In Debussy we begin to see interest in sound for its own sake as a sonic event, as there are isolations of pitch, texture, and stratification of materials.

The tendency in the _Preludes_ is for an equal treatment of the 12 chromatic pitches. A set of chromatic pitches acts as a neutralizing force that lets shared segments to evolve into other sets, such as whole tone, pentatonic, octatonic, etc. Since a chromatic set contains all 12 tones, it can make any other collection. This technique helped Debussy set himself apart from assumptions of tonality.



> but they were not entirely far from romanticism.


Depends on how you look at it. Not only is it different in how I outlined above, but there are instances, such as the _Nocturnes_, where the leading tone, third, fifth of chords and scales are completely omitted. Not very romantic in my book.


----------



## Cortot

Torkelburger said:


> Of course, not ALL of it. His early works, including _L'Enfant peodigue_ and _La Damoiselle elue_ have an expressive, lyrical melodic style inspired by Massenet, for example. But he was one of the most important, if not THE most important in influencing modern music of the 20th century, including the Second Viennese School. The _Preludes_ (especially!), and _Faun_, _Nocturnes_, _La Mer_, etc. were heavily influential, not just _Jeux_.
> 
> What utter nonsense. Modernity does not revolve around Boulez, Stockhausen, and Darmstadt. And Boulez was influenced more than just the triviality of "form". Indonesian Gamelan that influenced _Le Marteau_ also influenced the _Preludes_, coincidentally. But serial composition techniques were adopted straight from the techniques in the _Preludes_, such as invariant set-segment construction.
> 
> Stravinsky, Bartok, and Scriabin were directly influenced by Debussy as well as the same composers that influenced Debussy himself, including the Russian nationalists Rimsky-Korsakov and Mussorgsky. It was the direct use of symmetrical structures, namely octatonic, whole-tone, pentatonic scales, and modes, as well as synthetic scales such as the overtone scale-all exploited in Debussy's later works. The key point was equal/symmetrical division of the octave that yields inversionally symmetrical relations. This was in direct defiance/replacement of the tonal system and the chromaticism of Wagner and Strauss and would lead to equalization of the 12 tones.
> 
> In Debussy we begin to see interest in sound for its own sake as a sonic event, as there are isolations of pitch, texture, and stratification of materials.
> 
> The tendency in the _Preludes_ is for an equal treatment of the 12 chromatic pitches.
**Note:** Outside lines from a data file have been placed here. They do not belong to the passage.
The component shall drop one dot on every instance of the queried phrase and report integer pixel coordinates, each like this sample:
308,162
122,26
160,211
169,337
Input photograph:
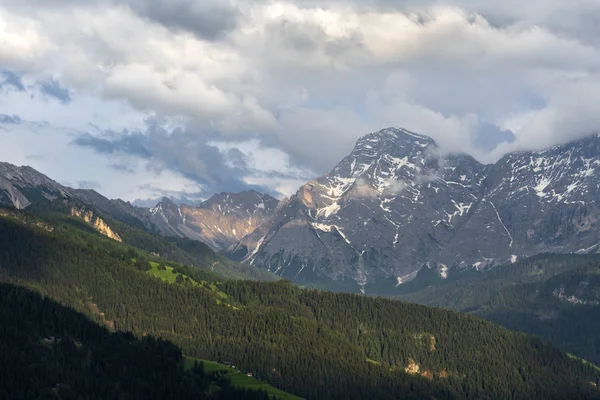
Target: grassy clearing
166,275
169,275
583,361
240,379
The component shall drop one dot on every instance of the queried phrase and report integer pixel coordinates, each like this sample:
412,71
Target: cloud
232,82
52,88
208,19
89,185
11,79
9,119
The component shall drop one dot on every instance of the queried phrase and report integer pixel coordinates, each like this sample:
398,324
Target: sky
139,99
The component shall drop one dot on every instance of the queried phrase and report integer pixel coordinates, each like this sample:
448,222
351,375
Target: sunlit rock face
396,204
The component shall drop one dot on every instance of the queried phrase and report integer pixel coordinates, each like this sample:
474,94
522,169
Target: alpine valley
185,292
394,205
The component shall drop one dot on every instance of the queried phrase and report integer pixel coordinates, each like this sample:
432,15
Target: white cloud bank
304,77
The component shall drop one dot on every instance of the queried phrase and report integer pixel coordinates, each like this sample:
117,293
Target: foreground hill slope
554,296
50,351
312,344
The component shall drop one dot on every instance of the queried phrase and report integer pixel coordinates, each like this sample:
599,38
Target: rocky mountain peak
395,204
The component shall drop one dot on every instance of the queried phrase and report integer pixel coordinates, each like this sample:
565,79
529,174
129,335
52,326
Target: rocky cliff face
221,221
395,204
96,222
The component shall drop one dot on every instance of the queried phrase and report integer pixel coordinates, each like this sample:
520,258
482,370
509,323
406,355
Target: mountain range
395,204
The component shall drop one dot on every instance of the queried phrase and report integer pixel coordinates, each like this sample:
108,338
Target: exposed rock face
23,186
220,221
96,222
20,185
394,204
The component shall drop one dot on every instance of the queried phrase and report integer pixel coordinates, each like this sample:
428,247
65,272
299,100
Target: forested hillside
180,250
48,351
554,296
312,344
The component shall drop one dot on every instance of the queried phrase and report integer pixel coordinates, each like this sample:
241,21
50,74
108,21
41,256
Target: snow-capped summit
395,204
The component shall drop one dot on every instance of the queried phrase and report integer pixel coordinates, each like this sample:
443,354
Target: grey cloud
490,136
130,143
181,150
11,79
10,119
88,185
207,19
53,88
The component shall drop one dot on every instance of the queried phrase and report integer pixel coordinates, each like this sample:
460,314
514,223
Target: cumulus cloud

A set of chromatic pitches acts as a neutralizing force that lets shared segments to evolve into other sets, such as whole tone, pentatonic, octatonic, etc. Since a chromatic set contains all 12 tones, it can make any other collection. This technique helped Debussy set himself apart from assumptions of tonality.
> 
> Depends on how you look at it. Not only is it different in how I outlined above, but there are instances, such as the _Nocturnes_, where the leading tone, third, fifth of chords and scales are completely omitted. Not very romantic in my book.


I guess I didn't express myself well. Yes it is important how we see modern and the works you mentioned are more modern than romantic in my opinion too, but they also have a bit of a romantic aesthetic, Jeux is a piece that can be called 100% modern in harmonic, form and rhythm; it was already showing its real impact in the after 1950s.

Debussy has a new perspective not only on tonality but also on form and rhythm. Faune destroyed Wagner and opened the door to the modern approach (Boulez also says this, I showed it in the video). But, other hand, Jeux is like the last of this cycle. In the Faun, for example, there is a recurring theme, although it changes slightly; but Jeux takes a purely momentary approach It just makes it a little more modern than the Faun. That's what I meant. I think it is possible to consider some avant-garde sections in preludes or etudes as modern.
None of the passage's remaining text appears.